On the right side the image provides a calm temperature profile while on the left side interferences created by reflections, certainly parts of the plant roof, clearly to see. That means in the end the left image would give a much uncertain temperature image compared to the 7.9µm device.

The problem of reflections becomes even worse when coated glass comes into considerations. Due to the typically strongly reduced emissivity by the coating even measurements at specific wavelength cannot be done meaningful. In this case there is only one option left: measurement from below, where is no coating on the glass.

There are two different approaches:

1. Direct measuring with a proper device from below, which means it must be installable and in the best case it is able to measure the whole width of the glass.

2. The second approach is mainly depending on the level of low-emissivity coating. In some cases a solution can be found by using one pyrometer from below as reference pyrometer. The temperature reading of this reference pyrometer can be used as input value to the device which is still measuring from above, in most cases line scanners or IR cameras in line scanner mode. The accuracy of the measurement from the top then is increased.

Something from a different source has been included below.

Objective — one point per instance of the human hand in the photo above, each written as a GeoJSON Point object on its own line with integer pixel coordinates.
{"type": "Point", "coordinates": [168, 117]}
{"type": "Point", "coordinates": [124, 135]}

Next to the emissivity in some applications the glass temperature itself means a challenge regarding precise temperature measurement. Right after the laminating process often the glass temperature is too cold to be measured by devices with 5 or 7.9 µm. In this case only long wavelength devices can be used which again means a higher potential risk of improper measurement due to reflections (Figure 2).

For all kind of noncontact temperature measurement of glass first of all the right choice of the spectral response is important which is mainly driven by the application. Secondly the installation must be done physically in a proper way. This includes the correct distance to ensure a proper field of view and the selection of the right protective accessories for high ambient temperatures. In a lot of installations where coated glass is measured it is still state of the art to use line scanners from top and a reference pyrometer from underneath. The innovative new approach of a scanning temperature measurement from underneath requires modern compact sized IR cameras which are able to operate in linescanning mode. The size of traditional line scanners does not fit in the small space between the tempering furnace and the cooling section. The whole installation effort is also reduced as for devices underneath usually no cooling are required.